One human function which prior to the present invention has not been incorporated within a doll or doll like toy is blushing. Blushing is an attractive function and it would be desireable to somehow incorporate this function in conjunction with a child's toy.
The structure of the present invention relates to an appearance-altering apparatus incorporated in conjunction with a cuddly toy which can be generically defined as a doll. This cuddly toy is to have a face and the face is to have cheeks. These cheeks are defined by a plate with this plate being pressable inwardly a short distance by the child. Interiorly of this plate there is located a pair of lightbulbs with a single lightbulb being associated with each cheek. Pressing inwardly on the plate and releasing such will cause the two lightbulbs to be activated simultaneously. This plate is not transparent but is translucent so that the activation of the lightbulbs will be observable through the plate. The light bulbs after activation will slowly diminish in illumination, over a period of a few seconds, with the bulbs then being deactivated. The resulting appearance exteriorly of the mounting plate is that of the human function of blushing.

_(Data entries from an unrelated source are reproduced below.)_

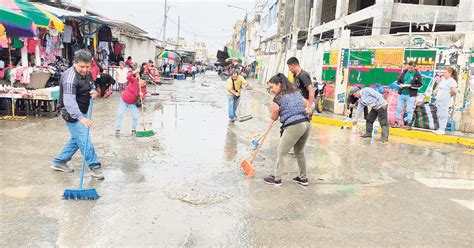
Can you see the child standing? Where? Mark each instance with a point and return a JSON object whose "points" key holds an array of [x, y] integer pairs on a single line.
{"points": [[135, 90]]}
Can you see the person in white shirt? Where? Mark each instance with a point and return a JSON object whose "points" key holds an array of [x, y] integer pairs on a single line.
{"points": [[193, 71], [444, 92], [121, 76]]}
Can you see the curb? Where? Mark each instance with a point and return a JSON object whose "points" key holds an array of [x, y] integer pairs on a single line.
{"points": [[413, 134]]}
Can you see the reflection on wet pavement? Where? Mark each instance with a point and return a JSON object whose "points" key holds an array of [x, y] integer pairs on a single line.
{"points": [[184, 186]]}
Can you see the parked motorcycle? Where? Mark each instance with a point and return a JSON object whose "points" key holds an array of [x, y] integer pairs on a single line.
{"points": [[319, 95]]}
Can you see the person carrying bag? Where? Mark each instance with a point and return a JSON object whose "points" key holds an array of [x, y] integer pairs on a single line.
{"points": [[131, 99]]}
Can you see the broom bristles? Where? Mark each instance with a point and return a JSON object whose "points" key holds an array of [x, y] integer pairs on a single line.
{"points": [[248, 168], [145, 133], [80, 194]]}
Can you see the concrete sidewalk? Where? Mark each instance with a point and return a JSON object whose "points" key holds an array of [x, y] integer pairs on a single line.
{"points": [[416, 133]]}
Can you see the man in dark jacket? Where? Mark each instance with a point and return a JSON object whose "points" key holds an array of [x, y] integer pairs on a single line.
{"points": [[76, 89], [104, 81], [410, 82], [302, 82]]}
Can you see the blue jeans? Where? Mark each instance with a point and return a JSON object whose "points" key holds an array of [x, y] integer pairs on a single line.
{"points": [[410, 103], [233, 104], [122, 108], [78, 138]]}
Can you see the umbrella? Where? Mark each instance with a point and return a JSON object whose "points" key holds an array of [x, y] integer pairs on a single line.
{"points": [[169, 55], [16, 24], [40, 17], [54, 20], [233, 60]]}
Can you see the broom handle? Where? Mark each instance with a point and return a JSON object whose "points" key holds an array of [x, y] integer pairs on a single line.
{"points": [[261, 143], [264, 134], [89, 116]]}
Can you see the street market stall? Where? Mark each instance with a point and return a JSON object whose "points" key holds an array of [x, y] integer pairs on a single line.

The primary objective of the present invention is to incorporate a lighting apparatus in conjunction with a hand holdable doll type of toy which will give the appearance of blushing when activated.
Another objective of the present invention is to construct a blushing apparatus which can be manufactured relatively inexpensively therefore permitting the doll within which the apparatus is incorporated to be sold at a relatively inexpensive price to the consumer.
Another objective of the present invention is to construct a blushing type of apparatus which is of simple construction so as to minimize the possibility of breakdown of the blushing apparatus even after an extended period of usage.